Reed is not Zappe, and this Western Kentucky offense may not be quite what it was a season ago. But it’s still almost certainly going to be a major challenge for IU’s pass defense, front to back, and perhaps our best barometer yet of how far back toward being a Tom Allen defense this unit has moved in the past nine months.

“Unfazed Baze”

That’s what starting tight end AJ Barner said Saturday he calls Bazelak, the Missouri transfer who won Indiana’s No. 1 quarterback job in the offseason.

It’s been a mixed bag of a first two weeks on the job for a player offensive coordinator Walt Bell also describes as virtually unflappable.

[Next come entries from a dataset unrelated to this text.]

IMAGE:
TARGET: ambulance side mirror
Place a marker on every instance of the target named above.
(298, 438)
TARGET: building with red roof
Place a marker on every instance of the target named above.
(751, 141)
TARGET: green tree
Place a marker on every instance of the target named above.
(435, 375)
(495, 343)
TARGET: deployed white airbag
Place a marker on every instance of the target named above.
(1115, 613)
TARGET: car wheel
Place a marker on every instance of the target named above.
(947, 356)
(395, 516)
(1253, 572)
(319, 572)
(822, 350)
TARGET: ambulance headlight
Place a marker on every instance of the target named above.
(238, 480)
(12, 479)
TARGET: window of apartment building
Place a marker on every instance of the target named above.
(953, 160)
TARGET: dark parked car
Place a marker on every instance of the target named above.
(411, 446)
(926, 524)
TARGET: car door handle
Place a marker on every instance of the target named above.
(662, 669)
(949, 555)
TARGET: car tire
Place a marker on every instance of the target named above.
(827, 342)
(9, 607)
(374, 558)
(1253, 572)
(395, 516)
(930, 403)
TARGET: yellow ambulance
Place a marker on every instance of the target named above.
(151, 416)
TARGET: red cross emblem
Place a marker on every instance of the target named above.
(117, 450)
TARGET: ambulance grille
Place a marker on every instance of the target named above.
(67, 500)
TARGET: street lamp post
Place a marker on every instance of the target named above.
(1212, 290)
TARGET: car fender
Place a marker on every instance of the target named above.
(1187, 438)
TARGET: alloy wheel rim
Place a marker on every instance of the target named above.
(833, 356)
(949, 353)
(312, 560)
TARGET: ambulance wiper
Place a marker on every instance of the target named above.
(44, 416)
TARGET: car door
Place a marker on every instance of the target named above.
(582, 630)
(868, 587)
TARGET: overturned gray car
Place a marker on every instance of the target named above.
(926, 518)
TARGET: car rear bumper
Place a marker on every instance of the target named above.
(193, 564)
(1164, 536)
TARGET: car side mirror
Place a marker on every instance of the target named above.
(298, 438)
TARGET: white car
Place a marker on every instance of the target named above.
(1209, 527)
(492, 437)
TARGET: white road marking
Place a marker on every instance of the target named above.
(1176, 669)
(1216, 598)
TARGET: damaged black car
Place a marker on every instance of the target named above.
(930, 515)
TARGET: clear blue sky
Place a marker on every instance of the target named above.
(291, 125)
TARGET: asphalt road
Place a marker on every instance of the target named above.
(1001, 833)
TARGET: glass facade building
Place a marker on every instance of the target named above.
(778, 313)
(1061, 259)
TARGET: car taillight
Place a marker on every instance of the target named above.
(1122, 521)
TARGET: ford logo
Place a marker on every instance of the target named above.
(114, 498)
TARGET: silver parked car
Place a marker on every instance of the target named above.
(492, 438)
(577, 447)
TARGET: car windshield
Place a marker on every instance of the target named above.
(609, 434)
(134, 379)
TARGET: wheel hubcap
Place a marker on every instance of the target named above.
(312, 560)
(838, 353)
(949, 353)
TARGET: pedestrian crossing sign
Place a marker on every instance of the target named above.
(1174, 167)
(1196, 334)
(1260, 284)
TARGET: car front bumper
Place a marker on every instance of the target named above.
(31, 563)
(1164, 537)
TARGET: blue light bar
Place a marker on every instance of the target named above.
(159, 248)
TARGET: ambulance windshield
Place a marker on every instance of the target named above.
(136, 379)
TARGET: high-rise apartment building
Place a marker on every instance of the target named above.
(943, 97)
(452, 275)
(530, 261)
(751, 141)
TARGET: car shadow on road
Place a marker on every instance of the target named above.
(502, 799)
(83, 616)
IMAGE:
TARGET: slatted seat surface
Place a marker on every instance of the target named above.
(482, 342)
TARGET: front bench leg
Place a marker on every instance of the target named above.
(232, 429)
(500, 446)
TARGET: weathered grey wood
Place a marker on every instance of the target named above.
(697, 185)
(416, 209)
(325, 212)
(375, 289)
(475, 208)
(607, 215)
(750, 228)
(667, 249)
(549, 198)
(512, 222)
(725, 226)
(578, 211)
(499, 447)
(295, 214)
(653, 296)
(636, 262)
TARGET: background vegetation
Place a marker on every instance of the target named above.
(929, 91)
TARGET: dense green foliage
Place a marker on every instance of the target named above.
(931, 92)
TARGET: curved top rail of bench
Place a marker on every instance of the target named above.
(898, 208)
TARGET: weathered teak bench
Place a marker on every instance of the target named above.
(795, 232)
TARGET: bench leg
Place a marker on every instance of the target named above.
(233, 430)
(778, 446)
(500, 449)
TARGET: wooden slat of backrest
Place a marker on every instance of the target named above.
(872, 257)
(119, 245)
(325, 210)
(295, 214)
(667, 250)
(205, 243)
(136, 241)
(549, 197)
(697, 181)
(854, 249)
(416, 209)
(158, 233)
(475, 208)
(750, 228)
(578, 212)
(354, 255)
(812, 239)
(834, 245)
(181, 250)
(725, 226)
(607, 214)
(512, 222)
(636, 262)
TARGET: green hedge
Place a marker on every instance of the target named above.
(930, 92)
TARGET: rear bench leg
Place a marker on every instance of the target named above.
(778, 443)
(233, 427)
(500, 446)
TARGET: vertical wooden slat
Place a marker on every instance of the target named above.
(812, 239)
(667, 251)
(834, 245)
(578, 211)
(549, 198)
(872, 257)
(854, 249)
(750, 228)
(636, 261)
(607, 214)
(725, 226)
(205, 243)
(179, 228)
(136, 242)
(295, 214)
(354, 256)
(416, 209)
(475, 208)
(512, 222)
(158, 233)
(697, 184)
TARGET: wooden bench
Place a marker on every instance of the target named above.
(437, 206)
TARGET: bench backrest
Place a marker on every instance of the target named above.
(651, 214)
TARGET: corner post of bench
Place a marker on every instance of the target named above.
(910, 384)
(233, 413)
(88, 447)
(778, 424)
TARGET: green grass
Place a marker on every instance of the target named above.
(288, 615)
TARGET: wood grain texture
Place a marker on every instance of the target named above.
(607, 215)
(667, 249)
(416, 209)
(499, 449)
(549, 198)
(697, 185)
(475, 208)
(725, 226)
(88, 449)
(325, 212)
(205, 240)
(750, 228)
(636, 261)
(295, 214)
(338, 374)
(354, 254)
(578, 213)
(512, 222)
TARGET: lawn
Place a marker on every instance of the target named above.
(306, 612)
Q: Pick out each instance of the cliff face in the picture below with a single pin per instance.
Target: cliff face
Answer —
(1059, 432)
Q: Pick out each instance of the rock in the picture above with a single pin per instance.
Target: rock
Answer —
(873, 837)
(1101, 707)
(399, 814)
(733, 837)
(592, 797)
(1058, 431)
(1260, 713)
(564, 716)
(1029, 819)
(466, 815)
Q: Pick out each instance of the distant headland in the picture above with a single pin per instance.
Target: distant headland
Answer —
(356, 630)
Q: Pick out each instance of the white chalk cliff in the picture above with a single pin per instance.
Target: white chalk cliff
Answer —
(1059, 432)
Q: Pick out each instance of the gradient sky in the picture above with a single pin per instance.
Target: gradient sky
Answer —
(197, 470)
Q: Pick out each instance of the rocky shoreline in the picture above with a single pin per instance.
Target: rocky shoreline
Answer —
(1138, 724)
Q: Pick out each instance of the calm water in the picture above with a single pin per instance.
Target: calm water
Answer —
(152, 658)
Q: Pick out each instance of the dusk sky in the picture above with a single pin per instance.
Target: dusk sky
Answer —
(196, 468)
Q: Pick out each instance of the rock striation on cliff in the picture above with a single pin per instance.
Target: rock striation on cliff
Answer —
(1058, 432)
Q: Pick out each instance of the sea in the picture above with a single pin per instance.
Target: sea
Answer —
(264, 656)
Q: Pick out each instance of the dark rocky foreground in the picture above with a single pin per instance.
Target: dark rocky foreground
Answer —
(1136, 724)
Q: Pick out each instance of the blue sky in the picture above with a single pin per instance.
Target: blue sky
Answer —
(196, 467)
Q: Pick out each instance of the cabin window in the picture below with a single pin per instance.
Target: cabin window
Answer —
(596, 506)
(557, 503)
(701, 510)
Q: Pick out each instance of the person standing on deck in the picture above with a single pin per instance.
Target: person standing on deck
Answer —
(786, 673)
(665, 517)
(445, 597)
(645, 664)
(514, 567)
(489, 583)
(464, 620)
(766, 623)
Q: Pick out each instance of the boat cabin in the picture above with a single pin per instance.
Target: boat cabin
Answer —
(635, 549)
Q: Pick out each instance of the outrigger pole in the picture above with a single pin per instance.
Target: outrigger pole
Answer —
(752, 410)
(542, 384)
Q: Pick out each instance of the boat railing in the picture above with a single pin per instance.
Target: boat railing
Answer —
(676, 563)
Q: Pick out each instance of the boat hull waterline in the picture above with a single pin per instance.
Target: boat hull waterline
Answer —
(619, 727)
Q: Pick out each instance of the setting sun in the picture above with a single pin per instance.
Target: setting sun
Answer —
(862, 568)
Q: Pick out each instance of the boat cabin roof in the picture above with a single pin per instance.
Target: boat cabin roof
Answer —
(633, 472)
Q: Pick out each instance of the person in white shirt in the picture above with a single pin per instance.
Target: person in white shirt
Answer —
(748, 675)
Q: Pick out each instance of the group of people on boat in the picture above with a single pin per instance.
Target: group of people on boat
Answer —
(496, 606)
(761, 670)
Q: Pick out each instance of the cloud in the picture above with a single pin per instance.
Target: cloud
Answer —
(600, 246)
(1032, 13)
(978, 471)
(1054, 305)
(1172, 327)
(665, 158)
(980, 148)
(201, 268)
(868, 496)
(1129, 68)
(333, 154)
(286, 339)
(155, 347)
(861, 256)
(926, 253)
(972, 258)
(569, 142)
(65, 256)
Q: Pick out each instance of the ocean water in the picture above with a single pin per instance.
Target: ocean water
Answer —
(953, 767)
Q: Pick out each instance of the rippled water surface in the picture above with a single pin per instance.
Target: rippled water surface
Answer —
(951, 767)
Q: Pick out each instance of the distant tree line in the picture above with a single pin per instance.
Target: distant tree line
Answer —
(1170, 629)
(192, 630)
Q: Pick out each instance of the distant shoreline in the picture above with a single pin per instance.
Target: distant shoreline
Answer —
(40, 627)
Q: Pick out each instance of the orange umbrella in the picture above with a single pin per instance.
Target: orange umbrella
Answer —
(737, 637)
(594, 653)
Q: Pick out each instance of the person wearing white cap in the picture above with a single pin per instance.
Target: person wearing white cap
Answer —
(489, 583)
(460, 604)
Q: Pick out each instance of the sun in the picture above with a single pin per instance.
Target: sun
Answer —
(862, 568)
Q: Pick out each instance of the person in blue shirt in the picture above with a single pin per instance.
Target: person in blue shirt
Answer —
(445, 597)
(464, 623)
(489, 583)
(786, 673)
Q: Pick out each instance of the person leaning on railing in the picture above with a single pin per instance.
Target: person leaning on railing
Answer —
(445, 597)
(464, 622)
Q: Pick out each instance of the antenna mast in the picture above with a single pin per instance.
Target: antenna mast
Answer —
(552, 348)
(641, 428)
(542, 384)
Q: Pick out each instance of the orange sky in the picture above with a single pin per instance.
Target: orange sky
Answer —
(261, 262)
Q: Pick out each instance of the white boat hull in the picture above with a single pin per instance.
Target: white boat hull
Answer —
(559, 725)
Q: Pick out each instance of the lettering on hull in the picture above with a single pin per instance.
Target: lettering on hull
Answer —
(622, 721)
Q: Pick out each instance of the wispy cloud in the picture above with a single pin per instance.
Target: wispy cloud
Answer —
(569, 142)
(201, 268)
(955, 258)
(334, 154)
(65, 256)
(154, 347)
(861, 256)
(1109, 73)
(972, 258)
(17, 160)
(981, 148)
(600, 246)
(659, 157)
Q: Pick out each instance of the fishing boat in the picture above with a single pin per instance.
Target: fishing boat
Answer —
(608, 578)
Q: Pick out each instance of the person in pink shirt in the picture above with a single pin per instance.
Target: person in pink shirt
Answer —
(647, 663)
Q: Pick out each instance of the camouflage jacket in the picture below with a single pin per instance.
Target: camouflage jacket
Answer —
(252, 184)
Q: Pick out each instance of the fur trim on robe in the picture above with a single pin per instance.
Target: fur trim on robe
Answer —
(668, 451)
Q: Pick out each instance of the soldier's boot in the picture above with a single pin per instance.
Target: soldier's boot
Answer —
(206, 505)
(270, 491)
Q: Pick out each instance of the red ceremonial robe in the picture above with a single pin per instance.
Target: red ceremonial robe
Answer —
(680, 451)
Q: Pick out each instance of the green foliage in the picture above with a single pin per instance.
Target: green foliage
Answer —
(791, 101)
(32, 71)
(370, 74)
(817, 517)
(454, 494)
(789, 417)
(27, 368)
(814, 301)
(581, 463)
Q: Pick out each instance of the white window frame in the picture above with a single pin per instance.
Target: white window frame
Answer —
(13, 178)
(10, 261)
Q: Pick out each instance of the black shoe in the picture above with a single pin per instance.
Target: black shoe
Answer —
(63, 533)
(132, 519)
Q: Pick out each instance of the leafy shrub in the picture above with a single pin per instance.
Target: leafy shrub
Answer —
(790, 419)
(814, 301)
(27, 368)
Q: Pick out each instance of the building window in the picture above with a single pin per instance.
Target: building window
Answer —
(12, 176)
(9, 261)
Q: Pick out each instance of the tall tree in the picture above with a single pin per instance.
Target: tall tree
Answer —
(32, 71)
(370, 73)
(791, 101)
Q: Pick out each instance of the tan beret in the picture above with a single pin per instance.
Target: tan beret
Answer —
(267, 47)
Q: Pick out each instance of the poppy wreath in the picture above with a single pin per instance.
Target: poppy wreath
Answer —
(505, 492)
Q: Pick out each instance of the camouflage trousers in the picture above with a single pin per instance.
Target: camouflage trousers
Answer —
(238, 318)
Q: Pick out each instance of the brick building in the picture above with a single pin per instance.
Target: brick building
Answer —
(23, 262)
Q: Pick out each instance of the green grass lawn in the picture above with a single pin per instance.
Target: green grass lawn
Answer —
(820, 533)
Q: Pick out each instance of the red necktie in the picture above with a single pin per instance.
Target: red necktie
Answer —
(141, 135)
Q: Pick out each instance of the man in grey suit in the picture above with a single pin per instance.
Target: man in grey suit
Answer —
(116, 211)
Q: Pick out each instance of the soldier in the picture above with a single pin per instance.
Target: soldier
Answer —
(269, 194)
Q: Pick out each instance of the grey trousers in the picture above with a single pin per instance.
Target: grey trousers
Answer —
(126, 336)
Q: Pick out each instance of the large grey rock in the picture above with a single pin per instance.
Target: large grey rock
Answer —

On the one hand, Bazelak has started slowly in both games, 4-of-11 against Illinois and 6-of-17 against Idaho. He admitted sometimes he needs to find his timing and rhythm as a quarterback more quickly, and he seemed particularly effected by the rain against the Vandals last Saturday.

On the other, he eventually passed for 330 yards and a touchdown in his debut against the Illini. After that sluggish beginning last weekend, he was a hyperefficient 10-of-12 for 148 yards and two touchdowns in a commanding third quarter against Idaho. He’s building a clear rapport with players like Barner, Cam Camper and D.J. Matthews, he’s taken just one sack across IU’s first two games and he seems to generally have his teammates’ implicit trust. He looked every bit Barner’s nickname leading the game-winning drive late against Illinois.

Now, he prepares for an opponent that, on paper anyway, looks more capable of testing that poise than Indiana’s first two. Can Bazelak be as safe with the ball? Can he stay as clean in the pocket, and keep his nerve when split-second decisions are required? In a game that could very well mimic the track meet these two teams got into last season, is he prepared to be third-quarter-against-Idaho or last-drive-against-Illinois Connor Bazelak for the best part of 60 minutes? Because that’s what will be required.

In many ways, this is Bazelak’s biggest test so far. Should he pass, and IU win, then next weekend’s trip to Cincinnati would replace it, and then the trip to Nebraska, and so on. Such is the life of a quarterback.

Indiana now has the opportunity to put itself in position to get in position. It needs Connor Bazelak to lead the way.